Alt Schwedendorf, 29 August 1942

To imagine the lives of our ancestors in Russia, we sometimes can turn to the modern art of the period. Photography was rare even into the early 20th century. Russian artists in the 1800s captured their world in strokes that coincided with the realism and impressionism art movements, leaving us with a soft, gauzy view of landscapes and life...even though we know it was probably anything but. 

“Hollyhocks in the Saratov Province” (Мальвы в Саратовской губернии), 1889.

“Rye” (Рожь), 1881.

“Noon. Herd in the Steppe” (Полдень. Стадо в степи), 1895.

Fast forward to 1940. The maps below are sections from both a 1941 Russian map and a 1942 German map of some of the German colonies near the city of Beryslav. Alt Schwedendorf (founded 1782) is shown in the green crosshair on the right side of the maps. To the north of it was Klosterdorf (1804),  to the south in the curve of the Dnieper River was Mühlhausendorf (1804) followed by Schlangendorf (1804) to the west along the river. 

In August of 1942, Dr. Karl Stumpp was in this area compiling information on what would end up being 99 detailed colony descriptions for the SS Reich Ministry for the Occupied Eastern Territories (Reichsministerium für die besetzten Ostgebiete), or RMO. All in all, there are close to 300 colonies mentioned in the RMO documents and along with hundreds of maps, some detailed, some perfunctory

One such map was that of Alt Schwedendorf, drawn on 29 August 1942. 
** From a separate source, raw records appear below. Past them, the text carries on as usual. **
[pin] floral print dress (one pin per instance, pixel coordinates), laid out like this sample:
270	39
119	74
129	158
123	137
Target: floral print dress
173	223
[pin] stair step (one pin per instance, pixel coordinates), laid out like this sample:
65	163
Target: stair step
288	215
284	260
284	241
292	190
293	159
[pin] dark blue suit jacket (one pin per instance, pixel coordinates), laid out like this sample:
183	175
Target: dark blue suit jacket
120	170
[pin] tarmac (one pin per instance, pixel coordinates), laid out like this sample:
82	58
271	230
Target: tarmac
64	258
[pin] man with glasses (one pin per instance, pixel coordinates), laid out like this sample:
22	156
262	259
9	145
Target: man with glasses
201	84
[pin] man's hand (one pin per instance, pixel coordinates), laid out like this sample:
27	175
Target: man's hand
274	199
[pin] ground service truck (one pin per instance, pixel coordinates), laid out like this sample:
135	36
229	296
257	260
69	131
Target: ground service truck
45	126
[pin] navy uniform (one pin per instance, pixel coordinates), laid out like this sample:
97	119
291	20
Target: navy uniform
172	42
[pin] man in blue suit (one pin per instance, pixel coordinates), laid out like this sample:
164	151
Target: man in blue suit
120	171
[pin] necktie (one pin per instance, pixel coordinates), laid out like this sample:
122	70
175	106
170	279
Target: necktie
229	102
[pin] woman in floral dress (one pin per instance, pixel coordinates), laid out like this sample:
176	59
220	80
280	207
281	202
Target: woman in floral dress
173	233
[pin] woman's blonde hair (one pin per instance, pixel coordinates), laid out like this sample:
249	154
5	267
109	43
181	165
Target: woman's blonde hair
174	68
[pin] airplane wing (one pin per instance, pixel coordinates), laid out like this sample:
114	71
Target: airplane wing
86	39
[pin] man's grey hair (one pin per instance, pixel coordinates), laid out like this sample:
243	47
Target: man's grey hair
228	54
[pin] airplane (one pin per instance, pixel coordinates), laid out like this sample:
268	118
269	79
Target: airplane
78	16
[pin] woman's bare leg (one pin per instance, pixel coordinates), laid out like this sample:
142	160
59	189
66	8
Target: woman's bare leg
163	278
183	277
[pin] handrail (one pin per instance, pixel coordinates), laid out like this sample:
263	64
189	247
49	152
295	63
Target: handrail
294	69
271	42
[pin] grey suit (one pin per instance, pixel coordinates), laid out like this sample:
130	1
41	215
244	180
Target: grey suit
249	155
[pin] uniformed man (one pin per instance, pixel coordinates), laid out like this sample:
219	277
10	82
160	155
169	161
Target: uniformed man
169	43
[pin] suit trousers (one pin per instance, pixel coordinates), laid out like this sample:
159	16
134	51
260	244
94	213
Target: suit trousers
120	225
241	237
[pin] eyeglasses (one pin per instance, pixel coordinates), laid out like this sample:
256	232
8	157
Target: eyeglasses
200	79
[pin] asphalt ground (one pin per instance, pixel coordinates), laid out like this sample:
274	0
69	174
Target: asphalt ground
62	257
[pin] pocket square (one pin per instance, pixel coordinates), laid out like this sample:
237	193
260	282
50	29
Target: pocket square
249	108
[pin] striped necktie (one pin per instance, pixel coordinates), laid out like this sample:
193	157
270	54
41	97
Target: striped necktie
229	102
This map struck me when first saw it because it didn't seem to be the quick sketch like all the others. There was some thought and even artistry put into it with unexpected details such as trees and the locations of the wells (nicely represented) and public fountains. And in the Dnieper, it shows what looks like someone in a boat...fishing. Truly one of the oddest maps in this collection, which was drawn on this day 79 years ago. 


16 August 2021

A Little August Update

Yes, I'm still kicking!

There has been a lot of map work going on the past several months with a big update coming in a few weeks. I'm taking a breath today since friends and followers of this project get concerned when I go silent for long periods of time and reach to ask if I'm okay. I am. I'm just happily immersed in old maps, data, and thought. :)

Current work includes using georeferenced maps to more accurately describe in what provinces the colonies were originally settled rather than descriptions of where they were during and after WWII, or more recently. A lot of sources focus on where you can find the place now, or 10, 20, 80 years ago and not where it was when colonies were initially founded. I get it. It's easier to state where they were places were the last time they were inhabited by Germans. As of last year, districts have changed or been dissolved in Ukraine in favor of a more simple structure. These changes haven't been reflected on Google Maps yet, but Wikipedia has them. Maybe to most, it doesn't really matter as long as the coordinates are correct. And this is absolutely true. But I have this long-standing curiosity of wanting to know "what was there before" and "what it was called at the beginning." Much of this project is to satisfy my own curiosity beyond coordinates. I share it with the hopes that others might benefit.

Also a lot of work is being done on disassembling the "Black Sea" and reassembling it (and more) into "South Russia." South Russia is a term many of our ancestors used to describe where they came from, and a term that causes consternation with some people now who are irked by the term. "We're getting pretty far north. Is it still South Russia?" or "It doesn't border the Black Sea. Are they still Black Sea Germans?" Like salted butter, I'm bringing back "South Russia."

There is other re-arranging of data that will hopefully help make the maps more useful and easier to quickly find the place you're looking for.

More to come on all of this in the coming weeks.